– Я сам стрелял на прошлой неделе, – сказал президент. – Убедился, что на Дзайбацу не заминировали эту пакость. Некоторые из мех-картелей не преминули бы. Перехватят корабль где-нибудь в открытом космосе, оружие отключат, а к проводке подсоединят хитрый чип. Нажмешь спуск, чип испаряется, нервный газ… Хотя – без разницы. Если нажимаешь спуск у этой штуки в бою, ты всяко – мертв. На девяносто девять процентов. У шей-перов, на которых мы нападаем, разная армагеддонная ерунда имеется. У нас тоже должно быть все, что есть у них. И мы сделаем все, что могут сделать они. Ядерная война, солдат; иначе – никак… Ну, огонь!

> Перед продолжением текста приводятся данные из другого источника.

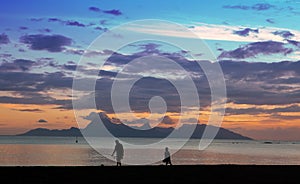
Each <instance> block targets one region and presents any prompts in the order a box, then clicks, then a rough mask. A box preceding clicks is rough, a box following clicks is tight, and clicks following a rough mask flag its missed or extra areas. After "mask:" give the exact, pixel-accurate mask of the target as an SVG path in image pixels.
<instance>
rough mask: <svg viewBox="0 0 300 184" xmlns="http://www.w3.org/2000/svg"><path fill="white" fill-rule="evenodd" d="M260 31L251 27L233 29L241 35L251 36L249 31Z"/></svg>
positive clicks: (253, 32)
mask: <svg viewBox="0 0 300 184" xmlns="http://www.w3.org/2000/svg"><path fill="white" fill-rule="evenodd" d="M250 32H253V33H258V29H251V28H245V29H242V30H239V31H233V33H234V34H237V35H240V36H249V33H250Z"/></svg>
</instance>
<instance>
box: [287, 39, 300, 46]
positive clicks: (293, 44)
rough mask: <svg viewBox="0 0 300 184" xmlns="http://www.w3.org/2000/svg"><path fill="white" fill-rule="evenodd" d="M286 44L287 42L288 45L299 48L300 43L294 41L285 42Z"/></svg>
mask: <svg viewBox="0 0 300 184" xmlns="http://www.w3.org/2000/svg"><path fill="white" fill-rule="evenodd" d="M287 42H288V43H289V44H292V45H294V46H296V47H299V48H300V42H298V41H295V40H287Z"/></svg>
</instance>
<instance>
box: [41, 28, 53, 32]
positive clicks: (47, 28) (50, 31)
mask: <svg viewBox="0 0 300 184" xmlns="http://www.w3.org/2000/svg"><path fill="white" fill-rule="evenodd" d="M39 32H41V33H50V32H51V29H48V28H45V29H39Z"/></svg>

– Огонь! – выкрикнул Линдсей.

Ничего не произошло. Пушка молчала.

– Что-то не так, – сказал Линдсей.

– Пушка не работает?

– Нет, рука. Рука… – Он подался назад. – Рукоять отпустить не могу – мышцы свело.

– Мышцы – что?!

С этими словами президент схватил Линдсея за предплечье. Сведенные судорогой мышцы застыли, словно стальные тросы.

– Господи, – проговорил Линдсей с отработанной истерической ноткой. – Я не чувствую вашей руки! Сожмите крепче…

Президент стиснул предплечье с сокрушительной силой.

– Ничего…

В скафандре он накачал руку обезболивающим, а искусственную судорогу обеспечили дипломатические навыки. Но фокус этот давался нелегко. Рукояти в пальцах он не предусматривал.

Мозолистые пальцы президента вонзились в руку Линдсея немного повыше локтя. Боль сминаемых нервов резанула даже сквозь анестезию. Рука чуть-чуть дернулась, отпустив рукоять.

– Теперь есть. Слегка, – спокойно сказал Линдсей.

Ведь было же что-то, помогавшее терпеть боль… Если только стимулятор поможет вспомнить… Да, вот. Боль словно бы обесцветилась, превратившись в нечто, отвратительно близкое к удовольствию.

– Могу попробовать левой, – убито сказал он. – Конечно, если и она…

– Что там у тебя за херня случилась?!

Президент безжалостно вонзил большой палец в нервный узел на запястье. Линдсей почувствовал ужасную боль, словно ему на мозг набросили черную, прохладную ткань, и едва не потерял сознание. Он слабо улыбнулся.

– Думаю, здесь какие-то шейперские штучки, – сказал он. – Нейронное программирование. Они устроили так, что я не могу этого сделать. – Он сглотнул. – Рука – словно бы не моя.

На лбу его выступил пот. Под такой дозой вазопрессина он мог ощущать каждую мышцу лица по отдельности. Именно так, как учили в Академии.

– Этак не пойдет, – сказал президент. – Если не можешь нажать спуск, значит – ты не наш.

– А может, поставить какой-нибудь механизм? – предложил Линдсей. – Силовую перчатку, например. Я-то готов, сэр. Это она не хочет.

Он поднял негнущуюся от плеча руку и изо всех сил опустил на острый угол кожуха орудия. Еще раз, еще…

– Не чувствую…

На руке появилась порядочная ссадина. В воздух брызнули алые шарики крови. Рука оставалась неподвижной. Из раны медленно выполз уплощенный, амебоподобный кровяной сгусток.

– Но руку-то в измене не обвинишь, – сказал президент.

Линдсей пожал плечами (причем шевельнулось только одно):

– Я ведь стараюсь, сэр.

Он знал, что никогда в жизни не нажмет спуск. Он понимал, что за это его могут убить, хотя и надеялся избежать такого исхода. Жизнь, конечно, важна… Но не настолько.

– Посмотрим, что скажет второй судья, – сказал президент.

Линдсей не спорил. Это вполне соответствовало плану.

Судья-два спала в лазарете. Она вскочила, широко раскрыв глаза. Увидев кровь, она уставилась на президента:

– Какого хрена! Ты что, снова сломал ему руку?

– Это не я, – смущенно и как-то виновато сказал президент.

Он объяснил положение дел. Второй судья, осмотрев руку, перевязала ее.